Faizan Bhura - The Diminutive Warrior

The names of the Nobel Prize nominees are not revealed until 50 years after the event. This adds a certain fascination to the awards given out. Who did the eventual winner beat? Was he or she up against the cream?

Away from the bookies’ chalk and inside the Swedish Academy papers are passed around and eyebrows arched enquiringly. The initial list is cumbersome – it includes around 200 potential laureates selected by professors, society presidents, previous winners and academy members. This is whittled down to a ‘long list’ of 15-20 preliminary candidates in April and then a ‘short list’ of 5 final candidates in May.

Much rigour and due process takes place and that is before the three months of reading and assessment which occurs in order to prepare reports and discuss the merits of each candidate.

It would be nice to think that similar levels of deliberation and brooding happened prior to and on Friday, 27th March at the pre-Finals committee meeting.
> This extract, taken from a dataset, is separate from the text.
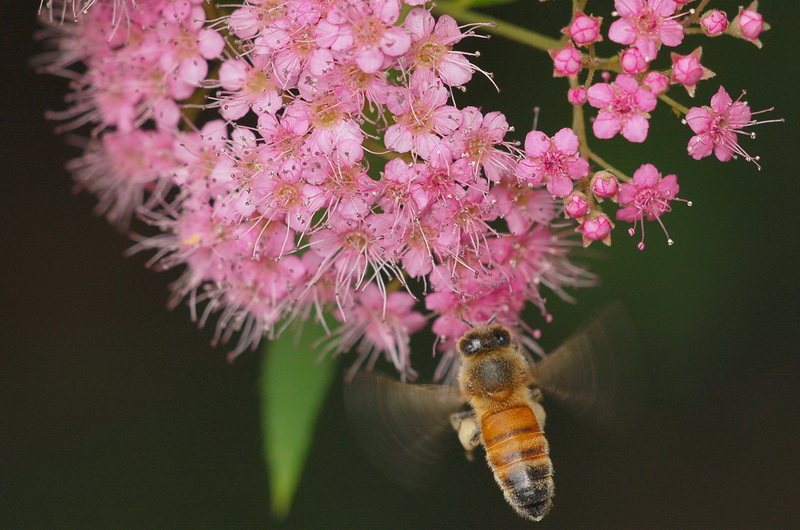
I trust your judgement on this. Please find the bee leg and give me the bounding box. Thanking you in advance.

Present were officers Alan Bradshaw, John and Margaret Scowcroft, George Berry, Jean Smart and head honchos Roy Caswell and Brett Haslam.

On these shoulders rested the fates of the season’s big-name players – most challengingly who was to be engraved on The Albert Howcroft Trophy for Most Improved Player. Not an easy thing to decide. An algorithm can only churn out an unloved number. It does not factor in personal circumstances, the general feeling amongst your peers and the inevitable politics that prevail.

‘It’s a bit like politics and statistics. Which way do you jump?’ General Secretary Caswell admitted with redoubtable insight into the workings of the loyal few that give up their Fridays. Which way indeed when the list is so strong, so full of games revamped?

Six candidates shone across the five Bolton divisions: Robert Shaw (Div 4, from 8 to 42%); Keane Mills (74 to 100%); Nathan Rhodes (29 to 70%); Christopher Boys (Div 4, 80% to Div 3, 51%); Faizan Bhura (Div 4, 72% to Div 3, 58%); Ray Isherwood (Div 2, 27 to 68%). It was Bhura, however, who impressed the old guard. ‘In the end we all just looked at each other and went for Faizan.’

Science perhaps left at the door, but then in the 4’ 11” Bhura they have made a genuine discovery. ‘I always do rubbish in the [pre-match warm-ups]. I make them think my technique is not good at all and then when the match is ready I pull my socks up and turn my brain into gear. That’s what I do.’

‘A proper kidder,’ to quote Scott Brown. Too dry to read at times, but there with his secret weapon - his consistent forehand.

You can get a thousand sentences from Bhura on the game and how he has tracked its idiosyncrasies from the age of 12 – charming, colloquial passages that reach out and shatter any sense of smoothness. All that matters though is his devotion to table tennis, his 1994 Bolton-born (Indian mother/Zambian father) bones that have lifted this trophy once held by Andrea Holt.